Meng Wanzhou Photo: VCG
August 26 marks the 1,000th day since Huawei's Chief Financial Officier Meng Wanzhou was detained and held in Vancouver, Canada. There, she is treated like a criminal and forced to wear an ankle bracelet to track her movements. She has committed no crime in Canada. But she awaits possible transfer to the US to face trumped-up spurious charges of fraud for supposedly circumventing US sanctions on Iran. This development exemplifies Canada's complete abandonment of its once friendly attitude toward China in favor of bowing down to the US imperialist campaign to control China and the world.
I lived in Vancouver for 33 years from 1967 to 2000. In that period Canada displayed a significantly friendlier attitude toward China - and toward the world - than the US. From the founding of the People's Republic of China in 1949 to the 1970s, the US refused to recognize the legitimate government of China, blocked trade, and blocked its citizens from visiting.
But Canada behaved differently. Chinese-manufactured goods were available in Canada; I could enjoy shopping stores with Chinese goods including a store called "China Arts and Crafts" in downtown Vancouver where beautiful Chinese art works were displayed alongside books of late chairman Mao Zedong's writings. I could also enjoy imported Chinese foods freely in local Vancouver stores; and I also enjoyed the greenery and peace of Sun Yat-sen Gardens, named for the father of modern China, located in downtown Vancouver and said to be the only full Chinese traditional garden outside of China. I also often ate in Chinese restaurants which were almost everywhere, the most popular in town, and the Chinese-Canadians I knew and was friends with were very much a part of our multicultural community.

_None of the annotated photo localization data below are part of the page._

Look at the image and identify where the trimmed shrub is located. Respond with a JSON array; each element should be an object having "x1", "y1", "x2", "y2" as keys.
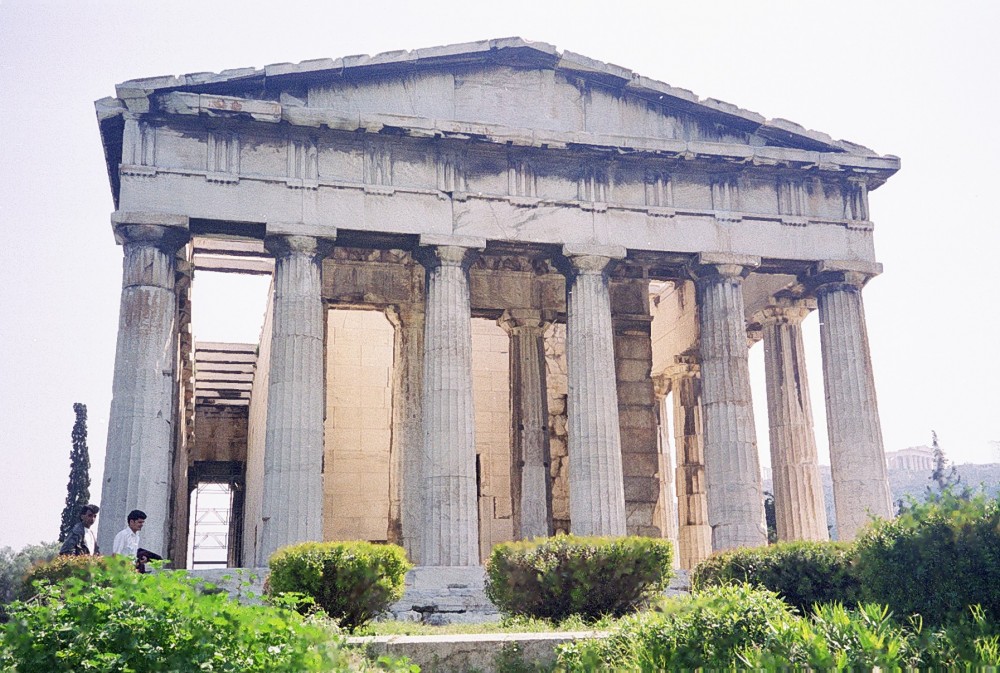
[
  {"x1": 855, "y1": 489, "x2": 1000, "y2": 626},
  {"x1": 19, "y1": 553, "x2": 108, "y2": 600},
  {"x1": 556, "y1": 584, "x2": 795, "y2": 670},
  {"x1": 485, "y1": 535, "x2": 673, "y2": 621},
  {"x1": 0, "y1": 556, "x2": 351, "y2": 672},
  {"x1": 268, "y1": 541, "x2": 411, "y2": 631},
  {"x1": 692, "y1": 540, "x2": 860, "y2": 613}
]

This friendly attitude toward China was related to a general Canadian foreign policy which, to a significant extent, was independent of the US at that time. During the period of 1960s-1970s Canada's government refused to participate in the US war of aggression in Vietnam which killed 3 million Vietnamese people. Despite rising American public opposition to the war, the US during this period ordered millions of men into its army for participation in the war. Their choice was the war or to go to prison for refusing. A hundred thousand men rejected the choice and sought refuge in Canada. Those men were then listed as wanted criminals in the US. But unlike today's Meng Wazhou case, they were welcomed in Canada which refused to send them back.

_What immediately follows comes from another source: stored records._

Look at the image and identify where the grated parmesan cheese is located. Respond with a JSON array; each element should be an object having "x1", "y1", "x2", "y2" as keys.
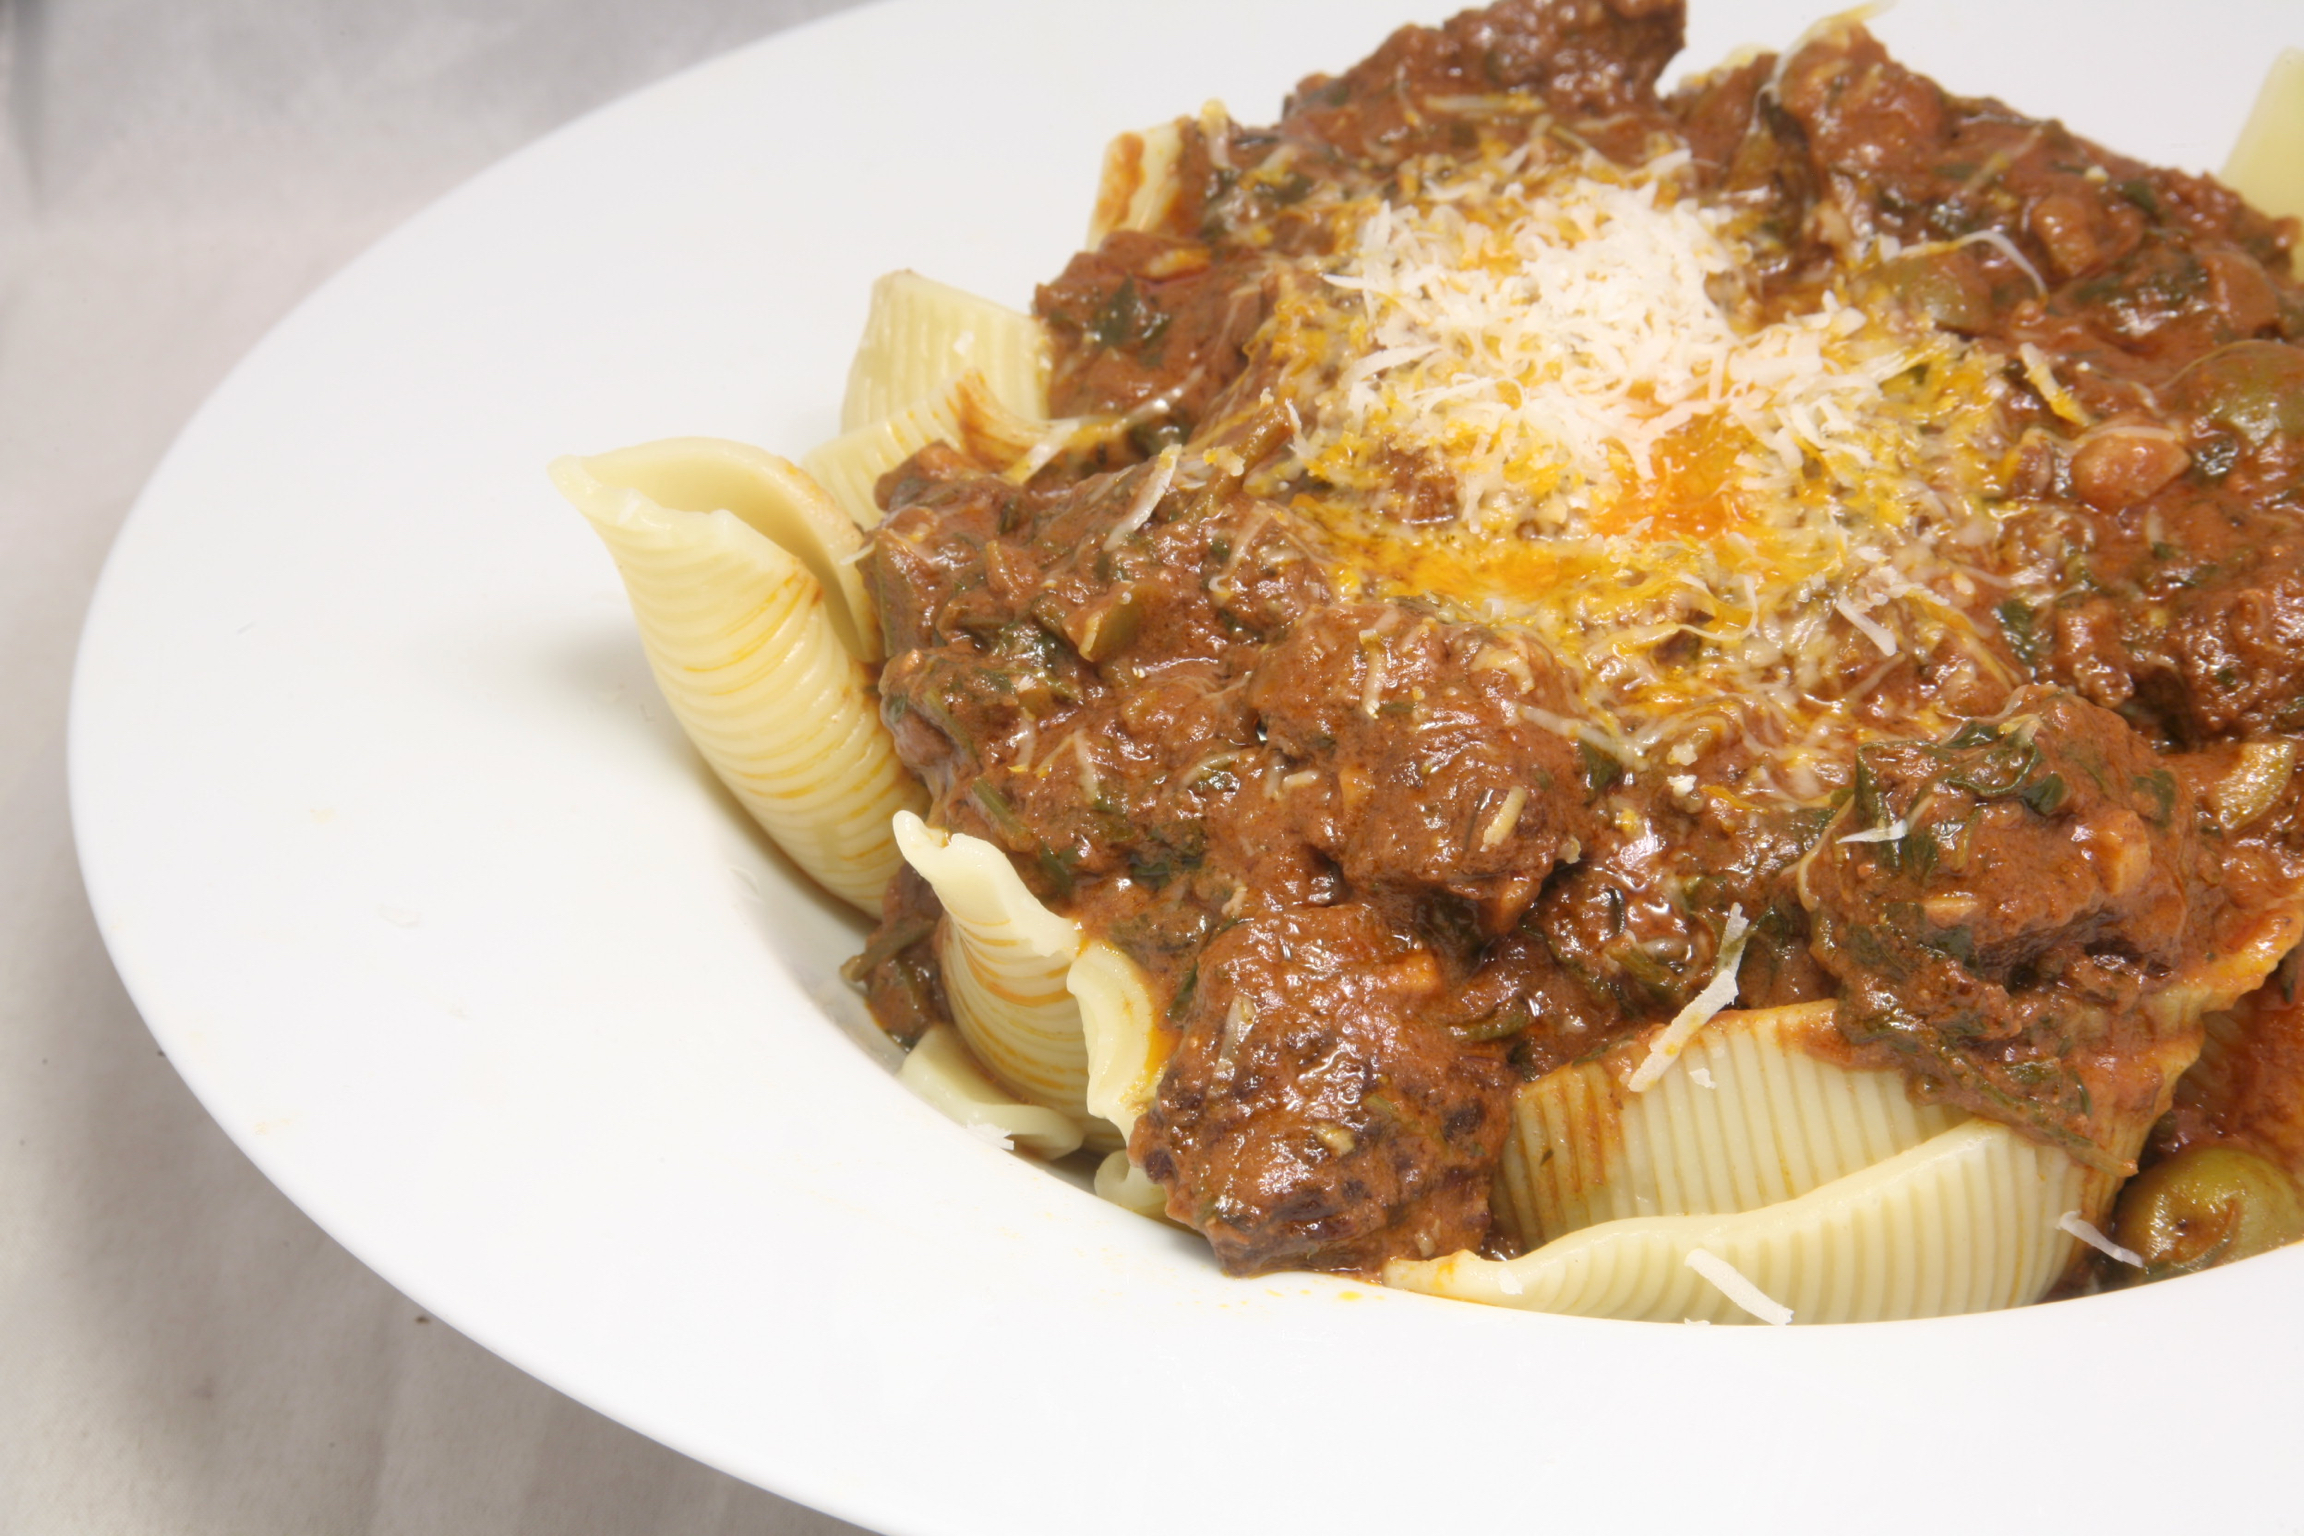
[
  {"x1": 1685, "y1": 1247, "x2": 1794, "y2": 1325},
  {"x1": 963, "y1": 1121, "x2": 1016, "y2": 1153},
  {"x1": 1478, "y1": 786, "x2": 1528, "y2": 849},
  {"x1": 2058, "y1": 1210, "x2": 2144, "y2": 1268},
  {"x1": 1236, "y1": 143, "x2": 2029, "y2": 782},
  {"x1": 1103, "y1": 446, "x2": 1180, "y2": 549},
  {"x1": 2019, "y1": 342, "x2": 2091, "y2": 429},
  {"x1": 1627, "y1": 905, "x2": 1751, "y2": 1092}
]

Since that time, however, Canada has moved step-by-step to subordinating its foreign policy to US wars of aggression, sanctions, and interventions in other countries and regions. Canadian military participated in the US invasion and occupation of Afghanistan in the early 2000s, and though Ottawa did not declare war on Iraq, its military provided some forms of support for the US against Iraq in 2003. Then in 2011 Canada provided military aircraft to support the US-orchestrated war which overturned the government of Libya, and thereby caused that country to be unable to function and overrun by terrorists,
Since then, the US has moved toward treating China as an antagonist or even as an enemy, and Canada has followed suit. Canada's spy agency head has publicly stated that China poses a "serious strategic threat" to Canada. Canadian military ships have begun to enter the South China Sea in support of the movement of US military. The Canadian government has supported the US government's conspiracy theory that COVID-19 may have originated from a lab in Wuhan, a city located in Central China. And Canada's parliament has endorsed the blatant lie propagated by the US that China is committing genocide against the Uygur people in Northwest China's Xinjiang Uygur Autonomous Region. Such a malicious slander directed against China reveals how far Canada has gone to supporting the US anti-China campaign.
It is in this context of Canadian subordination to the US anti-China foreign policy that Meng's virtual house-arrest in Vancouver must be understood. One aspect of that US policy is the current US digital war against China's information technology sector. The US has banned investments in numerous Chinese technology companies; banned supplies of crucial materials to Chinese information technology companies like Meng's company Huawei, pressuring its allies to refuse to accept Huawei's superior 5G technology; and otherwise done everything possible to cripple Huawei and other Chinese high-tech companies. Meng's treatment in Canada has nothing to do with her alleged fraud or proper international legal cooperation; it is transparently a part of Canada's subordination to the US campaign to cripple China including its information technology sector.